At Interserve Healthcare, we carried out a retrospective review of a sample of care records and looked for subtle changes, which with hindsight could have been used as a pre-diagnostic indicator of concern. We realised that clients can often deteriorate slowly, but if care staff can flag simple changes sooner we take action and avoid unnecessary, and often distressing, transfers to hospital. This is particularly important for people with learning disabilities.
Our system works on the basis that everyone’s soft signs indicators are individual to them. What works for one person may not work for another. We put in place a selection of soft sign indicators for each individual client which were relevant to them and most likely to help us spot the beginnings of deterioration. They can be changes in sleeping patterns; feeding; toilet habits; an increased lack of interest in wanting to get out of bed or more fatigue than usual.
We now have 120 observable measures. These are not physiological measurements as they can be positive where people with learning disabilities struggle with having their blood pressure or temperature taken using medical equipment.
At Interserve Healthcare we use a combination of these indicators to create bespoke care plans for every patient. Each plan details a short list of super-stable indicators, taken from the list of 120 signs, which are specific for each patient. If they suddenly change that might indicate something of concern that warrants further investigation. Soft signs are not directly diagnostic in their own right, simply indicative of the need for more detailed clinical review or consideration.
Care plans are drawn up by a qualified nurse with care staff, the patient’s family and most importantly the patient, where they are able to engage in that process.
Our care staff are empowered to escalate when there is a sudden change in one of those pre-determined soft sign indicators.

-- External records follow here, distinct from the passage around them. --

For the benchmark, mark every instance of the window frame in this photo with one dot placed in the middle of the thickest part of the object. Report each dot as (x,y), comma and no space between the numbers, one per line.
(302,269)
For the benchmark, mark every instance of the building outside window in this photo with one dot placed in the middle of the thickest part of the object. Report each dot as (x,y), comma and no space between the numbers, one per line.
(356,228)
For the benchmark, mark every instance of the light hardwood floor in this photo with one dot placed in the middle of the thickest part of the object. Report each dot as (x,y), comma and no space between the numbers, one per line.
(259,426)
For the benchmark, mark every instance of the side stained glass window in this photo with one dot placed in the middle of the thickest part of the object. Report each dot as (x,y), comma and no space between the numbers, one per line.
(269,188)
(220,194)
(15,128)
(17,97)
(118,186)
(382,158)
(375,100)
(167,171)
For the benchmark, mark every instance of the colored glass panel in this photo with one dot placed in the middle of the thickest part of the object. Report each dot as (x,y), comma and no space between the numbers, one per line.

They alert one of our registered nurses, who will then review the patient and liaise with primary care or the relevant hospital team as needed.
The care plan ensures communication but not necessarily diagnostic intervention. Our soft signs system means that our care staff are more tuned into changes, which are often subtle. It also takes away the need for care staff to have to make a judgement about whether that change is serious enough to require medical attention, whether that be from a nurse, GP or a stay in hospital. This has reduced the human factors impact on the care process; the fear of concerns being considered too minor or irrelevant stopping carers from speaking up. Now all healthcare staff need to do is to follow the care plan.

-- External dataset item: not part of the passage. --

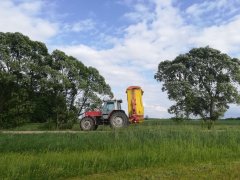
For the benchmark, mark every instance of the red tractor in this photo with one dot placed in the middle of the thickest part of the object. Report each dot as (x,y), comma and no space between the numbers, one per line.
(110,114)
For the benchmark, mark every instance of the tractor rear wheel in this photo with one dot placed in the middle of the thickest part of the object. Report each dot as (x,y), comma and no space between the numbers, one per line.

This has led to early interventions. Since our system was first implemented we have avoided around 35 hospital admissions as a result of the use of early indicator soft signs.
However, we are on a journey with this. The soft signs system gives us a solid structure and framework for spotting the early signs of deterioration for people who we care for in their own homes. We need to continue getting better at communicating with the wider care team, be that GPs, paramedics or hospital teams. This means working with these colleagues to encourage the use of soft signs and to engage in conversations when people raise concerns based on changes to a person’s soft signs.